The fruiting body vs mycelium distinction is relevant for every species, but the practical impact varies:
- Lion's Mane: High impact. The key compounds of interest (hericenones and erinacines) are found in different parts of the organism. Hericenones are primarily in the fruiting body. Erinacines are primarily in the mycelium. However, MOG products contain so much grain that the actual mycelium content may be too low to deliver meaningful amounts of either.
- Reishi: High impact. Triterpenes (ganoderic acids) are concentrated in the fruiting body, particularly in log-grown specimens. MOG Reishi is typically very low in triterpenes.
- Cordyceps: Different situation. Wild Cordyceps (Ophiocordyceps sinensis) is prohibitively expensive. CS-4 liquid-fermented mycelium is a well-researched alternative. Cordyceps militaris can be cultivated to produce fruiting bodies. Both are legitimate approaches for different reasons.
- Chaga: High impact. The harvested part is a wild-grown sclerotium, not a cultivated fruiting body. Lab-grown Chaga mycelium lacks betulinic acid, which is absorbed from birch bark. Wild-harvested is the meaningful standard.
Mycogenius: Fruiting Body Extracts, Third-Party Tested
All Mycogenius products are made from fruiting body extracts (Lion's Mane, Reishi, Chaga) or liquid-fermented CS-4 mycelium (Cordyceps), never mycelium-on-grain. Every batch is dual-extracted and independently tested at an ISO 17025-accredited laboratory. Our Certificates of Analysis are published on our website.

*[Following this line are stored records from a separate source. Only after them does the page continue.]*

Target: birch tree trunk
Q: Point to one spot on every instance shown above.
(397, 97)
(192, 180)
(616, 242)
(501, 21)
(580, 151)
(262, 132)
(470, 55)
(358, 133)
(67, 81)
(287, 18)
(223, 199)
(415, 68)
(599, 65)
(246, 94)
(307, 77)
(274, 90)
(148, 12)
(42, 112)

Frequently Asked Questions
What is the difference between fruiting body and mycelium in mushroom supplements?
The fruiting body is the visible mushroom (cap, stem, gills/pores) and contains the highest concentrations of beta-glucans and species-specific compounds like triterpenes or hericenones. Mycelium is the root-like network of the fungus. In supplements, "mycelium" usually means mycelium grown on grain (MOG), where the final product is a mixture of fungal material and grain starch that cannot be separated. Fruiting body extracts contain more bioactive compounds per gram and less filler.

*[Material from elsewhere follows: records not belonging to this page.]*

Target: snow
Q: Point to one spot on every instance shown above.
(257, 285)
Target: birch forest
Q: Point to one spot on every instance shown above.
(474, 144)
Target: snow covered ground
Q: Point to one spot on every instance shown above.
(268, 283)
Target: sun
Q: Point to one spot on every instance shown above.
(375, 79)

Why do some mushroom supplements use mycelium grown on grain?
Cost and speed. Growing mycelium on grain takes 2 to 6 weeks. Growing a mature fruiting body takes weeks to months depending on the species (9 to 12 months for log-grown Reishi). MOG is significantly cheaper to produce, which allows for lower retail prices, but the trade-off is a product diluted with grain starch and lower in bioactive compounds.
How can I tell if a supplement uses fruiting body or mycelium?

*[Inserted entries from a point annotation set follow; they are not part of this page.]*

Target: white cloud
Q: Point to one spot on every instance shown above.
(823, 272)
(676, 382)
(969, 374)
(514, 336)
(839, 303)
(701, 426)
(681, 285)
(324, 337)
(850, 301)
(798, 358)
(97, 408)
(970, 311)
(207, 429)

Check the Supplement Facts panel for the words "fruiting body," "mycelium," "myceliated grain," or "mycelial biomass." Look for beta-glucan content (fruiting body extracts typically show 20-40%+, while MOG products often test below 10%). You can also do a simple iodine starch test at home: dissolve the supplement in water and add iodine. A dark blue/black colour indicates high starch content from grain.
Is liquid culture mycelium the same as mycelium-on-grain?
No. Liquid culture mycelium (submerged fermentation) grows mycelium in a nutrient broth inside bioreactors, then filters and dries it. There is no grain substrate, so the final product is pure mycelium. CS-4 Cordyceps is the best-known example. Mycelium-on-grain grows mycelium through solid grain that cannot be separated from the final product.
Does fruiting body extract contain more beta-glucans than mycelium?
Generally, yes. Fruiting body extracts typically contain 20% to 40% or more beta-glucans, verified by specific testing methods like the Megazyme assay. MOG products often test below 10% beta-glucans because a large portion of the product is grain starch rather than fungal cell wall material. The beta-glucan content is the most reliable indicator of how much of a product is actually derived from the fungus.